I count myself lucky. In the year and a half since I graduated from college I have been without work for only 3 weeks. I had an internship lined up before I left BYU, had applied and taken a test for another internship before I left that one, and had my current internship lined up right after I started my second. With the economy the way it is, and how hard it is for recent grads to get a job, I count myself very lucky.
Well, at the beginning of the year, I realized that I would have to start looking for a job, having exhausted my internship opportunities. So, I started looking for listings for editors, but nothing really seemed to pop up. Finally, in March I heard about a position at the LDS Church Office Building. It is a full-time project position, meaning salary and full benefits, but only lasting for four years. After the year and a half I've had, four years seemed like an eternity! So, I applied, was called in for a test, and had an interview mid-April (which I feel like I totally bombed). I took the take home test, and turned it. That was almost two months ago and I haven't heard anything since, except that they were still interviewing.

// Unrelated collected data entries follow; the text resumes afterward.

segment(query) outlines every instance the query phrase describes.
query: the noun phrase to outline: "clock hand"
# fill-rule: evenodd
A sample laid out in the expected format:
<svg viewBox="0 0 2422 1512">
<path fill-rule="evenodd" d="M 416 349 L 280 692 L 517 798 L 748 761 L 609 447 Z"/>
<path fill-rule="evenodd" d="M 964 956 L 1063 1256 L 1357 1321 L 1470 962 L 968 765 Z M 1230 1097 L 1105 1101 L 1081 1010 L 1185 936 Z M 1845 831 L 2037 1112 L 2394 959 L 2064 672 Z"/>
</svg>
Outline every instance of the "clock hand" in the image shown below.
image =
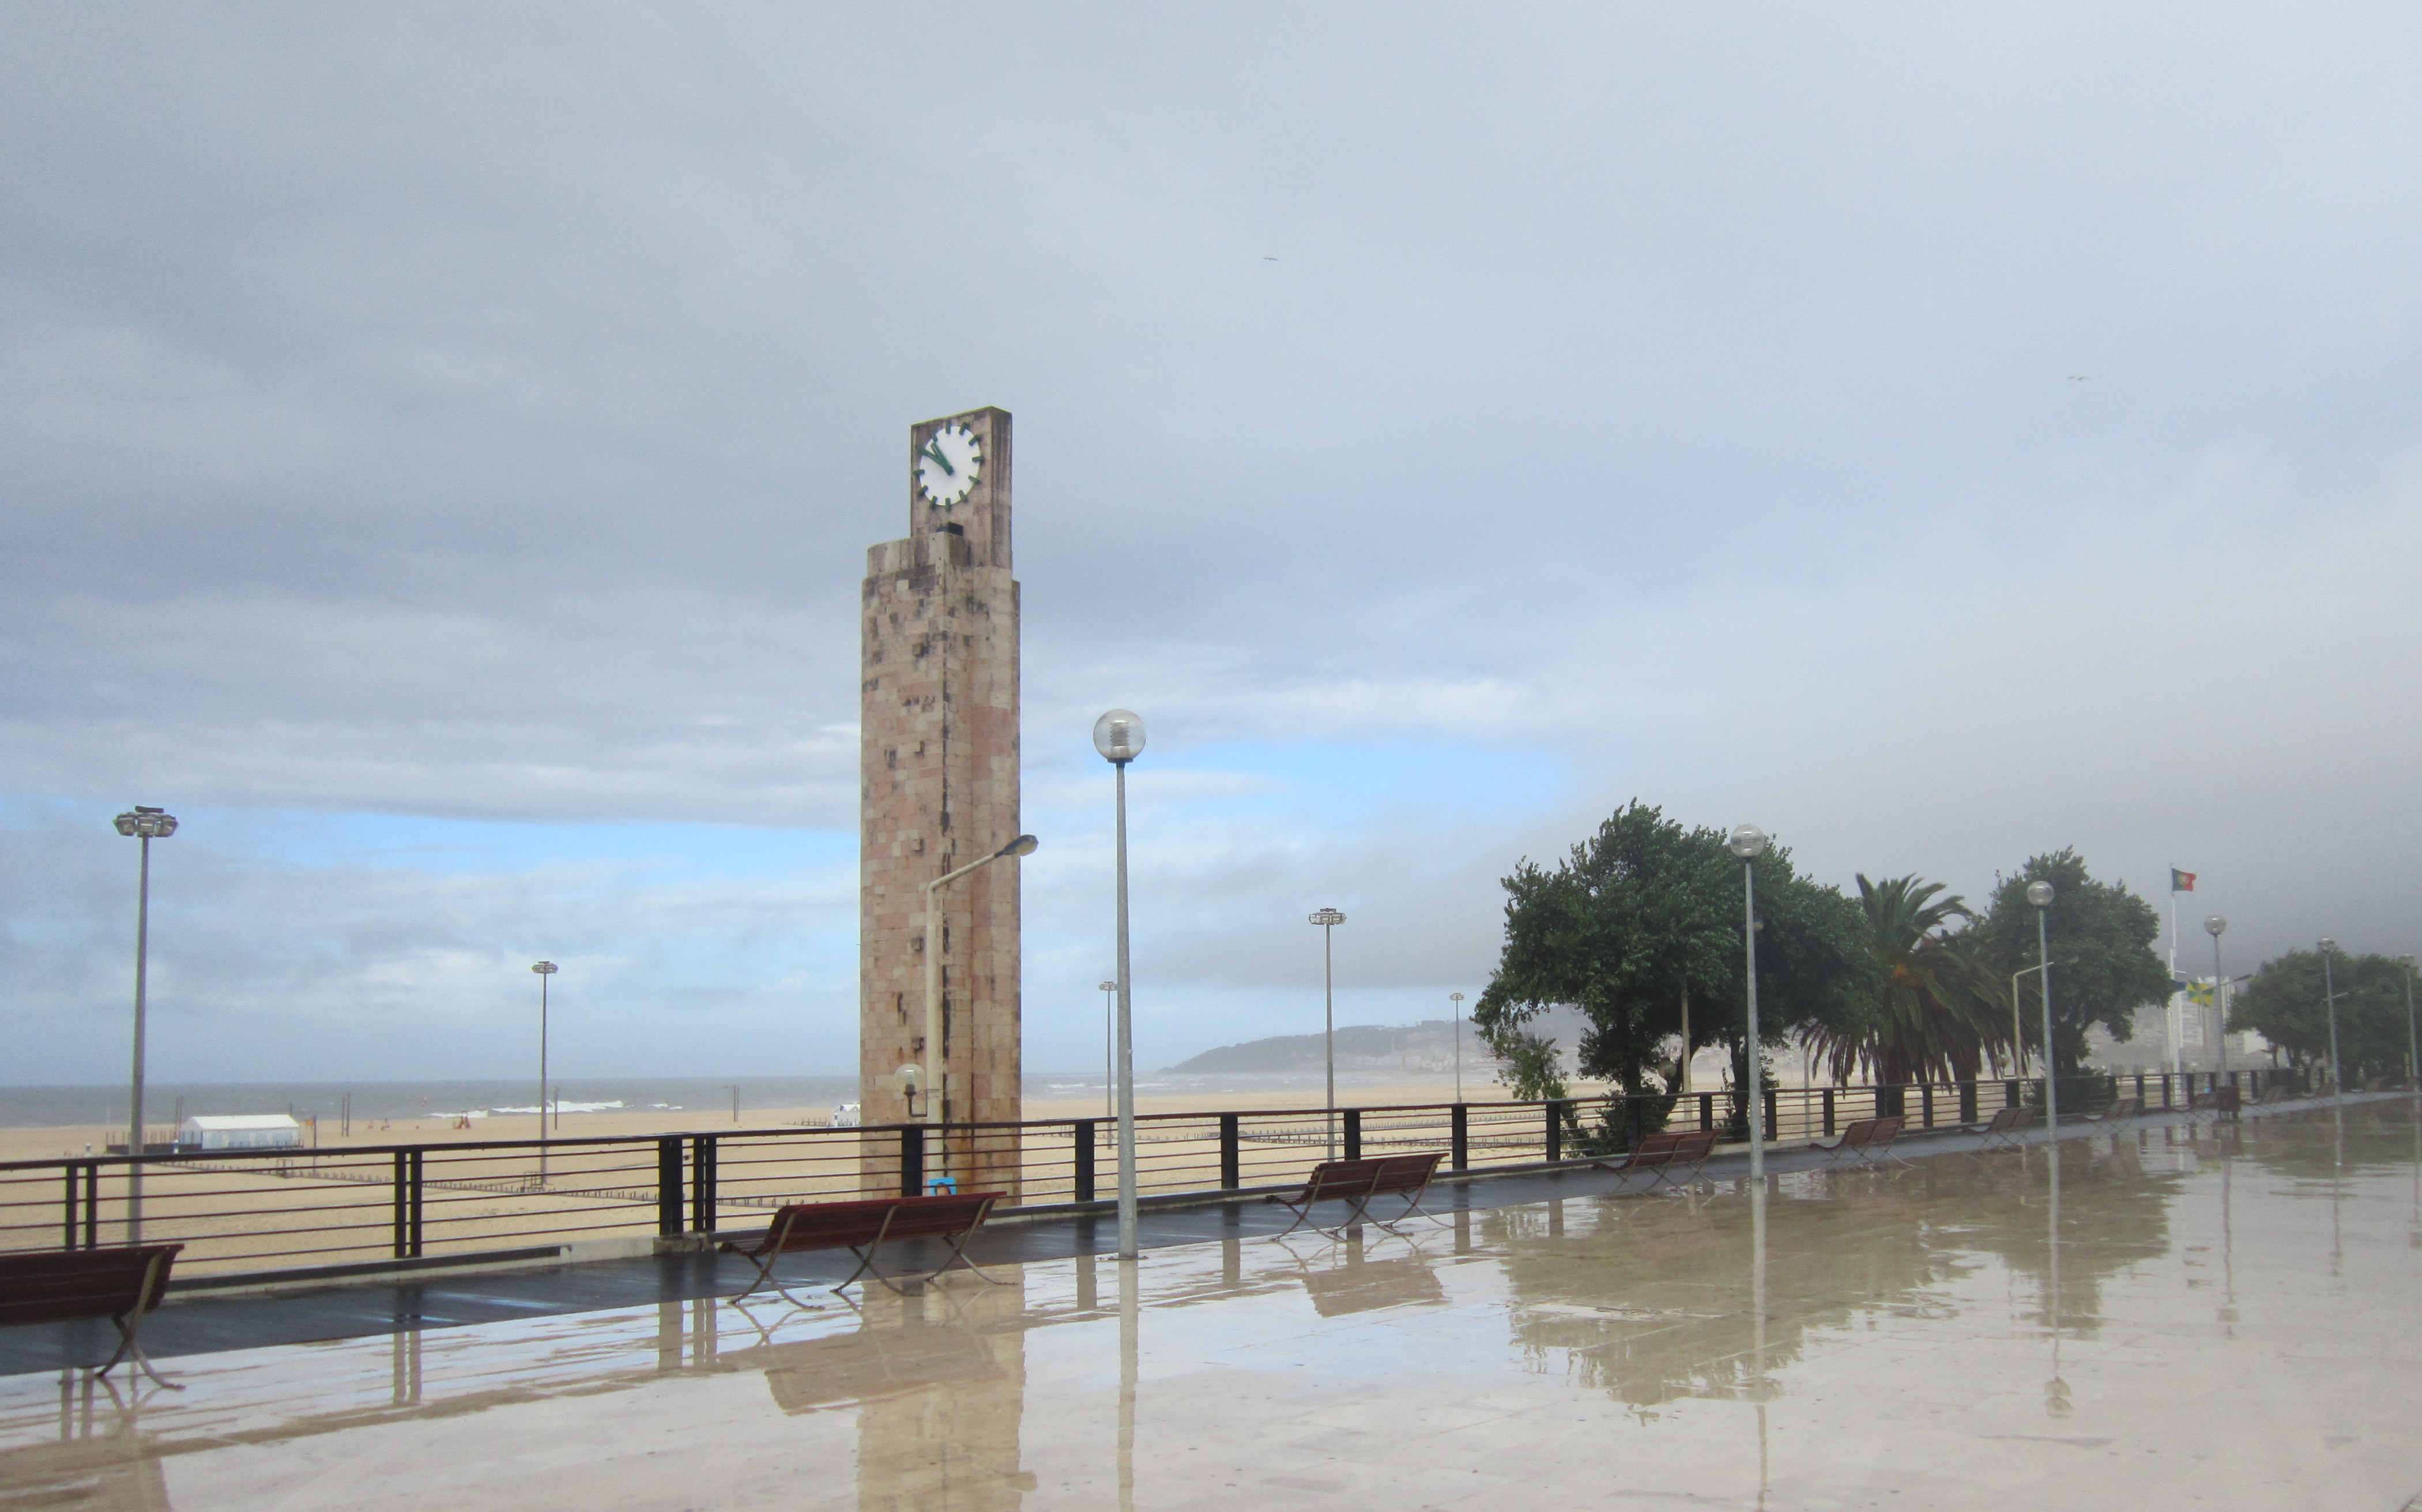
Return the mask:
<svg viewBox="0 0 2422 1512">
<path fill-rule="evenodd" d="M 934 465 L 941 468 L 943 472 L 949 474 L 952 478 L 956 478 L 959 475 L 959 470 L 951 465 L 951 459 L 942 455 L 942 443 L 939 437 L 927 436 L 925 438 L 925 445 L 920 449 L 924 455 L 933 458 Z"/>
</svg>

For some reason, though, I wasn't stressing. I knew my internship was coming to an end, and that I would be jobless, but there was no anxiety about finding a job.
About two weeks ago I was called into my boss's office. She told me that I could very possibly get a contract worker position with the Papers. I could work 40 hours a week, but I'd be working from home, paying my own taxes, and receive no benefits. Having loved my work at the Papers, I said I would love to do it, mostly because it would be work until I could find a job. She said that they would know for sure in a week and sent me on my way. The next week she called me into her office and said that the contract work had fallen through, but a part-time position would probably be opening up. With this position, I would be working in the office, up to 38 hours a week. I said I would love to!
That's when I realized something. I would much rather work part-time with amazing people, on a project I believe in, then work full-time with great benefits and pay in an awful atmosphere on something I don't believe in. And that's why, this morning, I accepted the part-time position at the Joseph Smith Papers Project! I start half-time (of my part-time) next week to get trained! I'm a little nervous about all the things that I need to learn, and the fact that I'll be in charge of an RA (what on earth will I give him to work on?!), but I've learned how to do jobs before, and I can definitely do it again.
I'm so excited to be able to continue work on such an amazing project, and maybe make a bit of a difference.